Près de trois siècles d’oubli suivent sa mort. Éclipse due aux malheurs de la Lorraine, mais aussi à l’évolution du goût : l’art officiel de Versailles, les fêtes galantes du XVIIIe s., les héroïsations néo-classiques n’incitent guère à comprendre ces nocturnes austères et cette méditation introspective. Au XIXe s., la résurgence du réalisme va de pair avec un certain intérêt pour des

tableaux longtemps négligés et dont les attributions sont souvent erronées. À

Nantes, Stendhal* remarque le Joueur de vielle, qu’il croit de Vélasquez*, et note : « Ignoble et effroyable vérité. »

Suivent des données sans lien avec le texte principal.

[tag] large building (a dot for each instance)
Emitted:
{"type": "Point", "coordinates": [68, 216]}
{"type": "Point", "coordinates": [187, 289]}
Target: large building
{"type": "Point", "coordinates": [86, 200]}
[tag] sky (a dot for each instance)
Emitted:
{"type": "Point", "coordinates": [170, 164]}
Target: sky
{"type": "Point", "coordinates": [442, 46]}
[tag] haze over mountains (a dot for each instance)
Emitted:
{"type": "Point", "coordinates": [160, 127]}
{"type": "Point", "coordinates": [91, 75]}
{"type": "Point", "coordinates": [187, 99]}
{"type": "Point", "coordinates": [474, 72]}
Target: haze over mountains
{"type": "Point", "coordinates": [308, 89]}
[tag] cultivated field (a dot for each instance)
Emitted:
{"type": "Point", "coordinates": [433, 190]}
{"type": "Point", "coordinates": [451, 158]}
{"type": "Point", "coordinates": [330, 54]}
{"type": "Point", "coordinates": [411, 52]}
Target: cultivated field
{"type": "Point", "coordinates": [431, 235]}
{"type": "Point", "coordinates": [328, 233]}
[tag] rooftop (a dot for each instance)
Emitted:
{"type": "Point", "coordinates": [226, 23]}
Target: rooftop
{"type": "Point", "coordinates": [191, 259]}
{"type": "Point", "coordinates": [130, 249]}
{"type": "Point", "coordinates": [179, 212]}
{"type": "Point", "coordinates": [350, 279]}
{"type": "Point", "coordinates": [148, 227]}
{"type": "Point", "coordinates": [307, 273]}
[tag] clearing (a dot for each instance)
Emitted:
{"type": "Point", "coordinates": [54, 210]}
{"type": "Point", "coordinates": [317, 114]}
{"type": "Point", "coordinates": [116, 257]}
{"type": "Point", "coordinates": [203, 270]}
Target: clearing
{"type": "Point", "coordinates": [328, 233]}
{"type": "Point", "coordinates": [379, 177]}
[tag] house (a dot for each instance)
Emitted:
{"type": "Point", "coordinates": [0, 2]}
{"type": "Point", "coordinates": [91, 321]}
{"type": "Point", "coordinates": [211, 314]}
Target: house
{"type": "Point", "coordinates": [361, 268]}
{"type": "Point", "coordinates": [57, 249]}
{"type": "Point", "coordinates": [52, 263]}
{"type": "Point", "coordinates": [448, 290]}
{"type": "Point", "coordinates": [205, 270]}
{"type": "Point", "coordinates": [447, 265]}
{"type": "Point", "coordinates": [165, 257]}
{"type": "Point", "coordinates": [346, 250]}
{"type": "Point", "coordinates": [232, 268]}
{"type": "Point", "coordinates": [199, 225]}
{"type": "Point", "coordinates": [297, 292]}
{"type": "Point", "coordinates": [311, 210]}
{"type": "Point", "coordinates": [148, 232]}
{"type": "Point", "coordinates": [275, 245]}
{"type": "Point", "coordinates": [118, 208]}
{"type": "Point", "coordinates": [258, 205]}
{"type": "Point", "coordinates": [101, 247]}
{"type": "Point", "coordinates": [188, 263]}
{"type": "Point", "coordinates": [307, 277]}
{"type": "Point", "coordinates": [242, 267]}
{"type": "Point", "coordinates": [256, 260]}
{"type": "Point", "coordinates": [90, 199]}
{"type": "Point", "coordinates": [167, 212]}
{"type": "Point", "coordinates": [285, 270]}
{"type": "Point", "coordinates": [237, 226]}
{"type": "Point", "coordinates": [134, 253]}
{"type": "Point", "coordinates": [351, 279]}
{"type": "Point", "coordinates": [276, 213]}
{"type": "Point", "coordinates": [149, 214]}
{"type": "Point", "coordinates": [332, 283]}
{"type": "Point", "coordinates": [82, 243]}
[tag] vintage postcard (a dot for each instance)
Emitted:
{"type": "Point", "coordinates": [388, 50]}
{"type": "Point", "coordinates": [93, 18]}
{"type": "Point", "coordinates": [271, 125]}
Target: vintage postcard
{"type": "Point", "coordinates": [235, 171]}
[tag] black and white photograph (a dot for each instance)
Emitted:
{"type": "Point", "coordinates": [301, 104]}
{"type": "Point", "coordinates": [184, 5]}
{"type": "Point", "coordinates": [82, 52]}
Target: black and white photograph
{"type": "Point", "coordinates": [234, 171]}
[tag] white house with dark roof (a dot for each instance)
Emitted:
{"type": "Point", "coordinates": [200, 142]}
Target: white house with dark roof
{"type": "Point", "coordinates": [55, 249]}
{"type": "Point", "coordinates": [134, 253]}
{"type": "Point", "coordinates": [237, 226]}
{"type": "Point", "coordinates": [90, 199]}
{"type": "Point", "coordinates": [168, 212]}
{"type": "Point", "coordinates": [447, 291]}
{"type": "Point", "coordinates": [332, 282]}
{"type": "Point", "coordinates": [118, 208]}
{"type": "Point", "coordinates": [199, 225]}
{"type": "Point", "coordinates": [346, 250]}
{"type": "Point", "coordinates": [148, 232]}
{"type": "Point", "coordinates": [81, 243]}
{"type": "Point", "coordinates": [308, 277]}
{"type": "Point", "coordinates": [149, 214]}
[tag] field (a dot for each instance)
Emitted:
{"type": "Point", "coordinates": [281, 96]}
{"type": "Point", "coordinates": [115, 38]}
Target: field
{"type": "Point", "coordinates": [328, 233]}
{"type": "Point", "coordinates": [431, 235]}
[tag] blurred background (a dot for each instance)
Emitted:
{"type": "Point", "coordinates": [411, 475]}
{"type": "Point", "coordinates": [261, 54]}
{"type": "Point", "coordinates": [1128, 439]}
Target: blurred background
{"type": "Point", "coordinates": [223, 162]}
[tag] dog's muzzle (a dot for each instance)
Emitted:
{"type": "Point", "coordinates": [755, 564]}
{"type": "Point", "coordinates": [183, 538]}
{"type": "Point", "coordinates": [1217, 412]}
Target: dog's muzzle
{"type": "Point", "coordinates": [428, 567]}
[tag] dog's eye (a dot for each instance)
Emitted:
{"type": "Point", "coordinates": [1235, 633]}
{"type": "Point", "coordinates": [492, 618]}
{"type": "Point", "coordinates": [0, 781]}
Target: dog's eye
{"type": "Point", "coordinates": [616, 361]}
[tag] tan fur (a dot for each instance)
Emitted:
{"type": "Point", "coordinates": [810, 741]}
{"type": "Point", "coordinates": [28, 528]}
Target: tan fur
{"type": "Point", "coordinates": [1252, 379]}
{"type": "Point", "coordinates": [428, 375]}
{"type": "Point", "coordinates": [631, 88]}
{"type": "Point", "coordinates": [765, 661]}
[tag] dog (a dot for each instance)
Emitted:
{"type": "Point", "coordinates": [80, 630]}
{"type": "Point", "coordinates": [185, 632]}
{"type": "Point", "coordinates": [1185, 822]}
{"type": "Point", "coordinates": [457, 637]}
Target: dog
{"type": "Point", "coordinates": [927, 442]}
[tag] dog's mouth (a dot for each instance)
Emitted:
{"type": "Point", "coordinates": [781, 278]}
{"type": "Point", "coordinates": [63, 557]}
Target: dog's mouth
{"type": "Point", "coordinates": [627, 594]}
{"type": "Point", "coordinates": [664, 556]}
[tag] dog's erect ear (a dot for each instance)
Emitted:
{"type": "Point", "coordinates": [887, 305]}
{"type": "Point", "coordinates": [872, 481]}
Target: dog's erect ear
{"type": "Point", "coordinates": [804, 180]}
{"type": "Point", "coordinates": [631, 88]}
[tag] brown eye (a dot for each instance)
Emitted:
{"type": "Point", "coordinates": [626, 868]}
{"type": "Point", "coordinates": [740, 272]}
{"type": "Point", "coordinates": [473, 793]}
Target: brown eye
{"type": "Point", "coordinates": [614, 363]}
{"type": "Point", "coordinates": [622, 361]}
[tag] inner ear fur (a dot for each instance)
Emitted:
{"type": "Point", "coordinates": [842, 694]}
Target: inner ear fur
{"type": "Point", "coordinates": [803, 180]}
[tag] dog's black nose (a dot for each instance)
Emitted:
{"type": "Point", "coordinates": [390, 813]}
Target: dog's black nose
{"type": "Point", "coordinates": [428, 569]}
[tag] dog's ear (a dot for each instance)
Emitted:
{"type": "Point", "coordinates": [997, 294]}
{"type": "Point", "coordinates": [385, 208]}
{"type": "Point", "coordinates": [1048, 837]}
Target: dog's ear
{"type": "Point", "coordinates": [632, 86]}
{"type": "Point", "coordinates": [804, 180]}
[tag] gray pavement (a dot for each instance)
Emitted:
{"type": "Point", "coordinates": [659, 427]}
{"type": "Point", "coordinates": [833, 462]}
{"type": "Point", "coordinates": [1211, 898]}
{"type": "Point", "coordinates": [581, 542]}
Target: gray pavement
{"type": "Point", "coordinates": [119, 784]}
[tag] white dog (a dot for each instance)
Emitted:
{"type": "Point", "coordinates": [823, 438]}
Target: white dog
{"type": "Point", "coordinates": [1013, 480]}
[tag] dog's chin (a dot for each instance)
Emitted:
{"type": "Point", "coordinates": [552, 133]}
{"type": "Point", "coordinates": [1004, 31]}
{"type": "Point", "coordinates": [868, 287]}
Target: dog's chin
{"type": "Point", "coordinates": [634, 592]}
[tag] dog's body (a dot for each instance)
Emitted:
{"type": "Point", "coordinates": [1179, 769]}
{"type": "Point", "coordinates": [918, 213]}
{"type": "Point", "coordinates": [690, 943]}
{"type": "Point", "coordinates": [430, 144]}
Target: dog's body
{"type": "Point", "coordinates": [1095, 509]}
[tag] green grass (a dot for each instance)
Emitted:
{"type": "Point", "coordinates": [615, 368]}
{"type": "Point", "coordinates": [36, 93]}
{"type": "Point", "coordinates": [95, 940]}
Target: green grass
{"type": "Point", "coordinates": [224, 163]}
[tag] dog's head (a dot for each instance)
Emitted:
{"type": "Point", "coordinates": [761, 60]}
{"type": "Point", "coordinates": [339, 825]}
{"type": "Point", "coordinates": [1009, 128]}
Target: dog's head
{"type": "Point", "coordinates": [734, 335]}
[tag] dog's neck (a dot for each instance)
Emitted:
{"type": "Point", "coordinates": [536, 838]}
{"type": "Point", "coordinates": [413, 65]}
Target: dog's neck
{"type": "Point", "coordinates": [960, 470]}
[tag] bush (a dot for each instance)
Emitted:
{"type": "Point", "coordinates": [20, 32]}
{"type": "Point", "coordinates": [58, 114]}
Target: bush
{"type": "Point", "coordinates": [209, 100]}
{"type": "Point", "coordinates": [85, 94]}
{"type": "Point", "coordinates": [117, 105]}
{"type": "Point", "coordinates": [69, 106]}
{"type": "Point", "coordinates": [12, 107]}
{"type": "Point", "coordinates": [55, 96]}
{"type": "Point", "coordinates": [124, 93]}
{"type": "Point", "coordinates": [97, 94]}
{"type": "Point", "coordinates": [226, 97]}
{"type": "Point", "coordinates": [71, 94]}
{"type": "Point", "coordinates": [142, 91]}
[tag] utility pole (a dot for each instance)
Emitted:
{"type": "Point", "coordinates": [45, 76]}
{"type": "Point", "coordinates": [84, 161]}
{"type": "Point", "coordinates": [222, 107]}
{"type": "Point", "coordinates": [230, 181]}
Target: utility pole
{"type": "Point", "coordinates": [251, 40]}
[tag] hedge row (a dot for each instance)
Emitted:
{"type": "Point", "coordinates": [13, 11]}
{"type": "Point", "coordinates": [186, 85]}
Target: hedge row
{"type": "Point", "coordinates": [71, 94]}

Taine*, en 1863, consacre trois pages de ses carnets de voyage au Nouveau-Né du musée de Rennes, et Louis

Gonse, en 1900, rapproche cette toile du Prisonnier d’Épinal. Mais la personnalité de l’auteur demeure ignorée. Ce sont les érudits du XXe s., de Hermann Voss à François Georges Pariset, qui, exhumant les documents d’archives et confrontant les oeuvres, ressuscitent La Tour, malgré l’antinomie de ces peintures sereines et du personnage violent et intéressé suggéré par les textes.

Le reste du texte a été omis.